Let’s start with this premise. Businesses exist to make money for the shareholders. If anyone says anything other than to make money, get out your bullshitometer.

The concept of companies goes back to the Dutch East India company in 1602. It was the first public company formed to make money for shareholders. For 400 years companies have been trying all sorts of things to improve shareholder profits.

Companies like to dress up their caring nature with terms such as “social responsibility” and “concern for our employees” but the bottom line is, given a choice between profit and people, it is no choice. Profits win every time. Treating employees and customers well is not about acting in some sort of ethical way. It is about getting loyalty and dollars from the consumers. It is about good PR. It is about fabricating a reputation as someone you can trust. Sometimes smaller companies may treat employees well and provide opportunities for them however generally, most big business is about the money.

It is the duty of the Board to maximise business profits within the constraints of the law, and socially acceptable practices. Both constraints get stretched on occasions.

Companies and resource costs

So where is this leading? Companies use resources to create something that will make a profit. Manufacturing turns raw materials into finished goods. Farming uses land to produce crops.

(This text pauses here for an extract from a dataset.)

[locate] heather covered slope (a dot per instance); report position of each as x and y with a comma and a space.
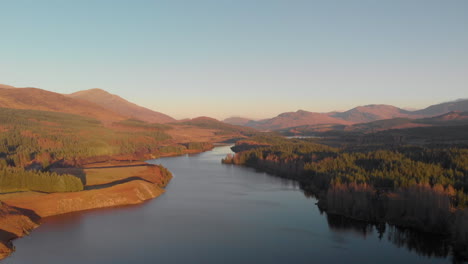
121, 106
38, 99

IT companies turn technology into sales. All involve people. But people bring with them costs, and costs reduce profits. There are a set of scales. Reduce the cost of people, and increase the profit.

Move on from 1600’s, when Dutch East India company started, to the 1700’s. How to reduce the cost of people. Slavery seemed like a good idea. Cost per person is reduced to the expense of keeping a person alive. Cheap labour equals bigger profits.

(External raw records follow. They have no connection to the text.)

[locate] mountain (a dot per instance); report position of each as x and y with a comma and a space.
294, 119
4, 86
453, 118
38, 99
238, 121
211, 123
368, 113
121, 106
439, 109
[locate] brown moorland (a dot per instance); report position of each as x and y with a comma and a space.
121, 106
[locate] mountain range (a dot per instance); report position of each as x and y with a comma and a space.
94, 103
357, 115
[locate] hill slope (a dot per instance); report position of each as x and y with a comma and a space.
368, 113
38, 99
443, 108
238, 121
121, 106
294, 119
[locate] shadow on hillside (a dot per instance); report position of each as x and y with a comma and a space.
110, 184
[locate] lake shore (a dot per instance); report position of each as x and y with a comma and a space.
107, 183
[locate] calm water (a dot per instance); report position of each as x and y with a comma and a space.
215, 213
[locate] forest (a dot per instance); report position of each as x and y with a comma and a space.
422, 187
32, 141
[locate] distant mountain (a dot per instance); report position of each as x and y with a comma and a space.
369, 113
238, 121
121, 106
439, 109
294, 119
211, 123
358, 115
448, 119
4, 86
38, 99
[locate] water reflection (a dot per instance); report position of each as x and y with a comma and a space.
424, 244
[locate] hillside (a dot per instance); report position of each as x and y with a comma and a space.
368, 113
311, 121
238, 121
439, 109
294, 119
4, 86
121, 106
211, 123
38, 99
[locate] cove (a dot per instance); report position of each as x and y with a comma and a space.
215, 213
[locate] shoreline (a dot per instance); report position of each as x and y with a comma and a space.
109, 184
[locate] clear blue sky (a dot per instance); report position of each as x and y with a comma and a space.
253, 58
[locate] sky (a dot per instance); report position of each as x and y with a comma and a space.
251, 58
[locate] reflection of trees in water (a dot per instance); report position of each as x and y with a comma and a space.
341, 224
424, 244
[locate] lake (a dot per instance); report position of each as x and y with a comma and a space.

All through the history of the world, there has been this niggling anti-exploitation sentiment. Maybe it is as simple as “what if this was happening to me?”.  The general population becomes uncomfortable with the exploitation of other individuals. Call it fundamental instincts; call it ethics; call it Christian values. Whatever you call it, it can often be an impediment to increasing business profits.

Eventually, there was a reaction to slavery. In 1772 in the UK the anti-slavery movement began. It took a few decades until, Parliament passed the Slave Trade Act of 1807, which outlawed slavery. Even then it took a few decades to stop slavery. In the US it took a civil war in 1861-65 even though the first state to abolish slavery was Vermont in 1777. Business still had to find cheap labour.

Evolution had a long way to go. There was child labour. There were unsafe working conditions. It was 1833 before the public conscious forced companies to get rid of child labour. Business once again had to find other cheap ways of paying employees.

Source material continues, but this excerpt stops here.